Home » today » Health » Chinese Robot Finds Translucent Glass Beads on Moon

Chinese Robot Finds Translucent Glass Beads on Moon


Two confirmed (top row) and two possible (bottom row) glass balls were found along the Yutu-2 route. Image: Yutu-2 Explorer, China’s National Space Agency.

Antarctica — Scientists say China’s Yutu-2 rover has found tiny glass beads on the far side of the moon. While the small glass beads were previously carried by the Apollo astronauts, the one discovered by Yutu-2 is said to be much larger and translucent.

The discovery was revealed by Dr Zhiyong Xiao, one of the main scientific team members of the Chang’E-4 mission. The beads were found by viewing a panoramic image taken by the rover robot. Because Yutu-2 does not have the sampling capability of its older sibling, the Chang-E-5 mission, there is no compositional data on the glass beads, but only observational evidence.

In the paper published in //Science Bulletin//, Xiao said, taking into account the location where the glass was found, in the Atkien basin of the South Pole on the far side of the moon, and the local context of what is known about the region, they believe the beads are likely large from the result of a large collision to the moon. This paper details the discovery of several spherical glass and translucent dumbbells of varying sizes, the largest of which is 4 centimeters. It is transparent to translucent with some showing a light brownish tint.

Scroll to read

Scroll to read

“Transparent and translucent glass on the moon is less than 1 mm in diameter, and larger ones are dark and opaque,” the team wrote in their paper.

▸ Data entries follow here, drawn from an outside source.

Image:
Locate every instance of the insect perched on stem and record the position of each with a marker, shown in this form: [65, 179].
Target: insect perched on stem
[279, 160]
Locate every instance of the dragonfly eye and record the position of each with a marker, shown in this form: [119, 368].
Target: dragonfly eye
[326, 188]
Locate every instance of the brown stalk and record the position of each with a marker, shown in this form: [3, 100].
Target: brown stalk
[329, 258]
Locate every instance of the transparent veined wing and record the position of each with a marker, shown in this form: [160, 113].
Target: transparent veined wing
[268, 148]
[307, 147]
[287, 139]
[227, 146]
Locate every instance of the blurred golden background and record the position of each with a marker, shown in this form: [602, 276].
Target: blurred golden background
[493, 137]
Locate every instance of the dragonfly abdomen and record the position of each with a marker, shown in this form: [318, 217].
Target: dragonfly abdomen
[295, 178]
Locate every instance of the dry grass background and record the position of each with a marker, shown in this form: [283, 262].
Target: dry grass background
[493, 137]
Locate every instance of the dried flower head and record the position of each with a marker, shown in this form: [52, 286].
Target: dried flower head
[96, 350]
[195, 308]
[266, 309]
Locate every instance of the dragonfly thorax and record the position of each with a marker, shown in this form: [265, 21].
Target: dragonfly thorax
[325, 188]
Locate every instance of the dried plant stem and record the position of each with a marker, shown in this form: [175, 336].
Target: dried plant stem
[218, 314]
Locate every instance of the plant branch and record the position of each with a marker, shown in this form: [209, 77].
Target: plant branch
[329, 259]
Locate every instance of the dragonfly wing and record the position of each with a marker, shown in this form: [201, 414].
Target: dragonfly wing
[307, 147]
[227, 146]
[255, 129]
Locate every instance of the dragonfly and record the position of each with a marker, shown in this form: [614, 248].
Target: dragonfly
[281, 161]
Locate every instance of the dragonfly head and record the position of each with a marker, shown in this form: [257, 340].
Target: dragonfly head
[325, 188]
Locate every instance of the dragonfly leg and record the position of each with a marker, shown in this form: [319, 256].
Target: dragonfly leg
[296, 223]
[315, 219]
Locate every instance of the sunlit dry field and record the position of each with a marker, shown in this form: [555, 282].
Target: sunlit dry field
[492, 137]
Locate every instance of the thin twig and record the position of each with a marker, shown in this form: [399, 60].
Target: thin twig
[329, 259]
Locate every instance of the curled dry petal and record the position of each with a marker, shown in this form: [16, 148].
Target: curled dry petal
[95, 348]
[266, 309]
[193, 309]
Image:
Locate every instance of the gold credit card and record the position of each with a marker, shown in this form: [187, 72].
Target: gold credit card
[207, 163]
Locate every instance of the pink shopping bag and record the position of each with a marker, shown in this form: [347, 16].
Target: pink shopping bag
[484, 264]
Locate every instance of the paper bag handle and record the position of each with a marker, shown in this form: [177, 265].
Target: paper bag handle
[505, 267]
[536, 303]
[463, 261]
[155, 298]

“To date, macro-sized glass globules found on the moon (up to 4 cm in diameter) are impact opaque glass.”

In the Apollo samples, tiny glass beads were found on several missions, but they were very small, less than 1 millimeter. Studies of the beads show they come from a volcano, and have different colors depending on their chemical makeup.

Both volcanic glass and impact glass on the moon are formed from the cooling of regolith that has been subjected to extreme heat. The glass ball can record important information about the composition of the mantle and the history of lunar volcanism and impact craters.

In the case of Apollo 17’s orange glass, analysis on Earth revealed the volcanic glass was formed when molten lava from the moon’s interior erupted, some 3 to 4 billion years ago. It is regurgitated over an airless surface and into a vacuum. When lava is exposed to a vacuum, it separates into small fragments and solidifies, forming tiny beads of volcanic glass in orange and black colors. Subsequent analysis revealed the measured moisture content in the beads.

But the glass invented by Yutu-2 is different. The researchers concluded, from their unique morphology and local context, that they most likely formed from a collision. It is referred to as an anorthocytic impact melt that was extinguished and generated during a crater formation event. “Not from a volcano or sent from another planetary body,” the researchers said.

Xiao and his team predict that glass grains will be abundant throughout the lunar plateau. That provides sampling targets for other future missions that could reveal the history of early collisions on the moon.

Chang’e-4 launched on December 8, 2018 and landed Yutu-2 in the Von Karman Crater in the South Pole-Aitken Basin on the far side of the moon on January 3, 2019. So far, Yutu-2 has covered a distance of more than 1,000 meters.

Source: Phys.org

-“).attr({
type: ‘text/javascript’,
src: ‘https://platform.twitter.com/widgets.js’
}).prependTo(“head”);
if ($(“.instagram-media”).length > 0)
$(”

Leave a Comment

This site uses Akismet to reduce spam. Learn how your comment data is processed.